Venezuela: Dezenas de milhares de pessoas atravessaram a fronteira com a Colômbia desde a sua reabertura

Mais de 70 mil pessoas entraram e saíram do território colombiano depois de o presidente venezuelano, Nicolás Maduro, ter reaberto as fronteiras que estavam fechadas há quase quatro meses, informaram as autoridades colombianas.

O diretor-geral da Migration Colombia, Christian Kruger, declarou, num comunicado que mais de 34.000 cidadãos venezuelanos entraram no território colombiano e quase 40.000 regressaram ao seu país no sábado, o primeiro dia da reabertura da fronteira.

Após a decisão de Maduro de suspender a medida para fechar as pontes fronteiriças – ligando o departamento de Santander, no norte da Colômbia, e o estado de Táchira, no extremo oeste da Venezuela -, “altos fluxos de viajantes” começaram a registar-se novamente, indicou Kruger.

“Esta reabertura traz consigo uma diminuição no uso de trilhos pelas pessoas, um aspecto positivo, uma vez que deixa de comprometer a  sua integridade ao cruzar a fronteira, e a pagar para poder fazê-lo como estava a acontecer”, referiu o oficial.

Centenas de venezuelanos usavam diariamente estradas locais de pedra – conhecidas como “trochas” – para chegar à cidade colombiana de Cúcuta, a nordeste de Bogotá, algumas para trabalhar, outras para receber atendimento médico e a maioria para comprar alimentos e medicamentos, severamente escassos na Venezuela.

Recorde-se que Maduro fechou as fronteiras com Aruba, Bonaire, Curaçao, Brasil e Colômbia no final de fevereiro, quando a oposição política tentou introduzir toneladas de ajuda humanitária ao país.

A entrega da ajuda humanitária internacional tornou-se uma frente de luta pelo poder na Venezuela.

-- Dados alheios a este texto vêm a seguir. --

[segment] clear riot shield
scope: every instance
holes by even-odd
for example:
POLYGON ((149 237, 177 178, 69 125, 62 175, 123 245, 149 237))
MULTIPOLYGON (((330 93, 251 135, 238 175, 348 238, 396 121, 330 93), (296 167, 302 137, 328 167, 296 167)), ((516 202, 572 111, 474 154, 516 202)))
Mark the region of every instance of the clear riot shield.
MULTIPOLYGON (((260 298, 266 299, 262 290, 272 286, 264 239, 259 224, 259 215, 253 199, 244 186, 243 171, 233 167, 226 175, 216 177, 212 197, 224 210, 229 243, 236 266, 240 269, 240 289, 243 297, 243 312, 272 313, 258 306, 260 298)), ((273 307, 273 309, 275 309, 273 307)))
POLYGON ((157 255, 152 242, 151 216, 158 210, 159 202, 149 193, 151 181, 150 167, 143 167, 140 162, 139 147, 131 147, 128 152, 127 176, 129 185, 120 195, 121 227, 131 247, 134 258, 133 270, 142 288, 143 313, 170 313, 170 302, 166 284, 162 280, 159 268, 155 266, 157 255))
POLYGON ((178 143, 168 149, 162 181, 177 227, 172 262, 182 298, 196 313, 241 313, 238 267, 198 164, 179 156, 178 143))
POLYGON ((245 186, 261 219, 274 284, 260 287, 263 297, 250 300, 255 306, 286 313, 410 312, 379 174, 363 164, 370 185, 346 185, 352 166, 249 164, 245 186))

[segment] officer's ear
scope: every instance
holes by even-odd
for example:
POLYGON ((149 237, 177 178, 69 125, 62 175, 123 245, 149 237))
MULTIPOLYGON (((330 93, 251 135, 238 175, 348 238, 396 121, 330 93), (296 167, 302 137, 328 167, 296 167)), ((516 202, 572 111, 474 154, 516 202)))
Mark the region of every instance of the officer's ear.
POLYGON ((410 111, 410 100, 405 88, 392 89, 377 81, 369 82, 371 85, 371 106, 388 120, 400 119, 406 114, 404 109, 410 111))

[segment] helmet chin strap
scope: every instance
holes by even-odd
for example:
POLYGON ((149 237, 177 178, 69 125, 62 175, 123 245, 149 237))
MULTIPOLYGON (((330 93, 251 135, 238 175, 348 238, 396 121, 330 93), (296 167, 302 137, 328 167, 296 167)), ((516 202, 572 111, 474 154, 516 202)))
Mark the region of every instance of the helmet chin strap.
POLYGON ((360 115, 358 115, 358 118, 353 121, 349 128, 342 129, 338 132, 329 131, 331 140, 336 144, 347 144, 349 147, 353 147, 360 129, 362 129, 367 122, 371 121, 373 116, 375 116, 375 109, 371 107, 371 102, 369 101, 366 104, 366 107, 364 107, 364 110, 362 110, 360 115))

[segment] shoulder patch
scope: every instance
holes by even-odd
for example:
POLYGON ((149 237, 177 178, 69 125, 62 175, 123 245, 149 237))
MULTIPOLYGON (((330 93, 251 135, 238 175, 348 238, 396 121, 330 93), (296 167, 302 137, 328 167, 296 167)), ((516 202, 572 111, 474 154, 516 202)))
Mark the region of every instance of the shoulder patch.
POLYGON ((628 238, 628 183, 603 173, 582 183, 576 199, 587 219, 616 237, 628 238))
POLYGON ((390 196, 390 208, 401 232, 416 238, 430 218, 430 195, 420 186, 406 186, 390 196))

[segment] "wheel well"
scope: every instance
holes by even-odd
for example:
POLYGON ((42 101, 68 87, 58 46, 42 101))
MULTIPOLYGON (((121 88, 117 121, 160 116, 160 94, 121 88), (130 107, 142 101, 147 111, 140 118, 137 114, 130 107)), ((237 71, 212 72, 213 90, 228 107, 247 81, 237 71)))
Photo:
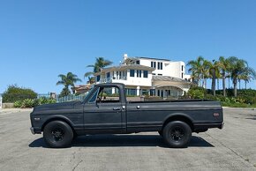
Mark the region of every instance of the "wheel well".
POLYGON ((67 120, 64 119, 64 118, 60 118, 60 117, 55 117, 55 118, 51 118, 47 120, 41 126, 41 131, 43 131, 44 127, 50 122, 52 121, 62 121, 66 123, 68 125, 70 125, 70 127, 72 129, 72 131, 74 134, 76 134, 76 131, 74 130, 74 128, 72 127, 72 125, 70 123, 70 122, 68 122, 67 120))
POLYGON ((167 123, 170 123, 170 122, 172 122, 172 121, 182 121, 182 122, 184 122, 185 123, 187 123, 187 124, 190 126, 191 130, 193 131, 193 129, 194 129, 194 128, 193 128, 193 123, 192 123, 192 122, 191 119, 189 119, 188 117, 186 117, 186 116, 183 116, 183 115, 174 115, 174 116, 170 116, 169 118, 168 118, 168 119, 164 122, 162 130, 165 127, 165 125, 166 125, 167 123))

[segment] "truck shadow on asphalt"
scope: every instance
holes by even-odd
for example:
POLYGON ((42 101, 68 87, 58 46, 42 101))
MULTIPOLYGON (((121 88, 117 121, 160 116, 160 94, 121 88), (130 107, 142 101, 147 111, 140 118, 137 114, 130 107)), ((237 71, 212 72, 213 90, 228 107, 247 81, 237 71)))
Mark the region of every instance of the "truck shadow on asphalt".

Os Estados Unidos enviaram centenas de toneladas de alimentos e produtos de higiene pessoal para regiões da Colômbia, Brasil e do Caribe holandês na fronteira com a Venezuela para apoiar o líder da oposição Juan Guaidó, que foi reconhecido como presidente interino da Venezuela por mais de 50 países.

Maduro, que negou que a Venezuela atravesse uma crise humanitária, afirmou repetidas vezes que o plano para forçar a entrada da ajuda era um pretexto para justificar uma intervenção militar subsequente dos EUA.

Apesar da medida de reabertura, o tráfego de veículos continua bloqueado e permanecem sobre as pontes binacionais grandes contentores colocados no local por militares venezuelanos para impedir a passagem.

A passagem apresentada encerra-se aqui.